Boa parte dos relacionamentos a longo termo se resumem a quanto estamos dispostos a tolerar certas idiossincrasias de nossos parceiros e parceiras. Talvez o mesmo raciocínio se aplique à filmografia de Woody Allen, cuja prosa característica caminha sempre no limite entre o charme peculiar e a irritabilidade profunda, e seu atormentado projeto Um Dia de Chuva em Nova York pende mais frequentemente para a última alternativa.

Não há quase nada de novo nos avatares que Allen escolhe aqui, os mesmos indivíduos ricos e bem apessoados que marcam boa parte do conjunto de sua obra.

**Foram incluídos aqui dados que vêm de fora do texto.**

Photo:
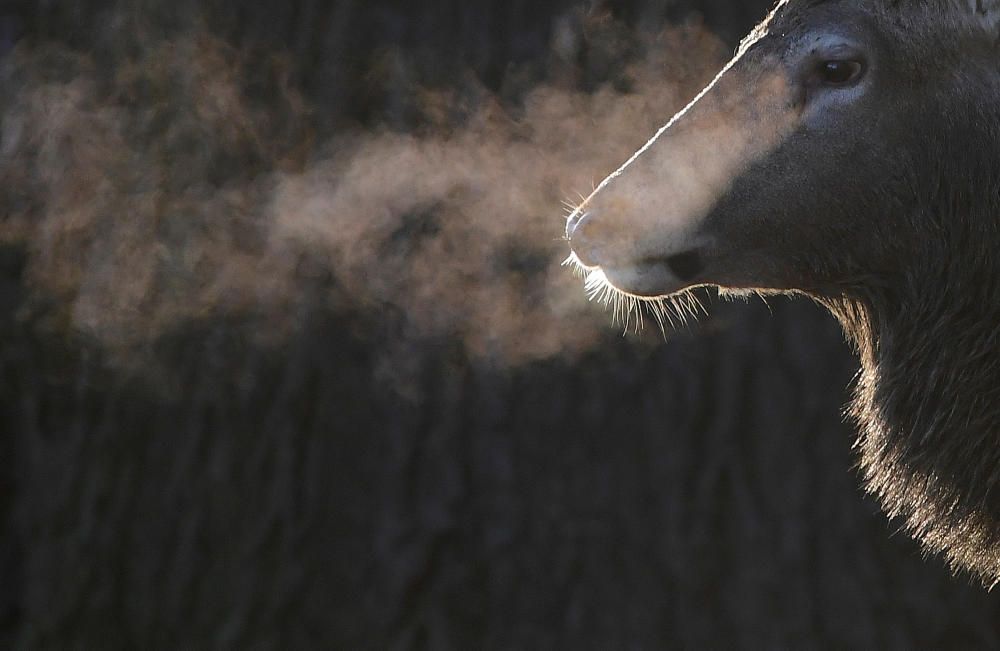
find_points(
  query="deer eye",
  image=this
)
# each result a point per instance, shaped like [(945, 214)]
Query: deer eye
[(839, 73)]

Um Dia de Chuva em Nova York centra-se em um jovem casal de universitários, formado por Gatsby Welles (Timothée Chalamet) e Ashleigh Enright (Elle Fanning), que vão a Nova York por conta de uma entrevista que a última realizará com um famoso diretor de cinema.

Este diretor, curiosamente nomeado por Allen como Roland Pollard (Liev Schreiber), abre uma bifurcação em meio ao dia do casal na cidade, convenientemente separando Gatsby e Ashleigh para que surjam diversos floreios narrativos típicos da obra de Allen, como a possibilidade do adultério e a sátira dos costumes cosmopolitas, além de acenos ao atual clima na indústria cinematográfica pós-MeToo – entre eles, as personagens de Jude Law e Diego Luna.

Diante do típico potencial esperado de um filme de Woody Allen, é decepcionante no entanto que as personagens centrais contem com contornos tão pobres, revelando sinais ínfimos de crescimento ou evolução ao longo da narrativa. Ashleigh trata-se do exemplo menos elogioso, nunca transcendendo os estereótipos de alpinista social e “loira burra”, mesmo constando facilmente como a personagem que mais faz curvas no trajeto do enredo.

Soa como uma provocação fútil de Allen, que não raro posiciona a garota diante de homens mais velhos e talentosos, que são incompreendidos não apesar de suas virtudes, mas exatamente por conta delas. Para um cineasta que, mesmo entre controvérsias, ainda contava com uma boa parcela de admiradoras em sua arte, soa como um movimento precipitado e potencialmente repelente construir esta protagonista apenas para lhe atirar pedras.

Mas se Ashleigh representa uma das mais caricatas personagens em uma filmografia repleta de protagonistas complexas e cativantes, Gatsby consegue ser ainda mais desinteressante em sua mesquinhez, deixando sua parceira convenientemente de lado por um amor platônico, Shannon (Selena Gomez), também de passagem na cidade de Nova York. Ao contrário de Ashleigh, Gatsby não enfrenta situações degradantes ou grandes dificuldades, no entanto é quem sai exaltado e recompensado.

Por outro lado, são as mulheres que levam a melhor quanto ao desempenho em tela, tanto Fanning com sua personagem alegre e cheia de tiques, quanto Selena Gomez que, com seu menor tempo de tela, é capaz de surpreender com um humor seco que acrescenta ao charme de Shannon, embora não seja muito mais que uma pixie chick no papel. Já Cherry Jones, em sua breve participação como a mãe de Gatsby, garante o melhor momento do longa com um monólogo revelador.

Chalamet, no entanto, se encontra simultaneamente dentro e fora de seu elemento ao encarnar um “tipo Woody Allen”, com seu típico gaguejo e falatório incessante, além das inseguranças explicitadas ao público em off. Porém ao invés de inseguro, o jovem ator acaba transparecendo, pelo contrário, um ar de autoconfiança excessiva e certas vezes até uma frieza remota, como quando rumina sobre o paradeiro de sua namorada pela cidade – o texto busca ansiedade, mas Chalamet exibe distanciamento emocional em seu estoicismo.

Allen, em terreno seguro e confortável, cria algumas composições visuais agradáveis, fazendo bom uso de profundidade cênica e cores – a parceria com o diretor de fotografia Vittorio Storaro representa uma nova fase estética para o cineasta -, mas mostra algumas fraquezas surpreendentes no emprego da montagem, como em uma série de cenas protagonizadas por Ashleigh que se amontoam sem cuidado com cortes ou diegese – a sequência na boate. Neste sentido, é um dos projetos menos refinados do diretor em algum tempo.

Não surpreendentemente, apesar de toques problemáticos, Um Dia de Chuva em Nova York não faz jus às tensões que cerceiam seu lançamento, sendo mais uma obra intermediária de Woody Allen, que ficou perdida entre cancelamentos de acordos de distribuição e apoios inusitados, do que exatamente o início de uma nova fase. A relevância da filmografia de Allen através de tantas décadas fala por si só, mas se tomarmos este novo filme de exemplo, talvez seja mesmo a hora do diretor se reinventar.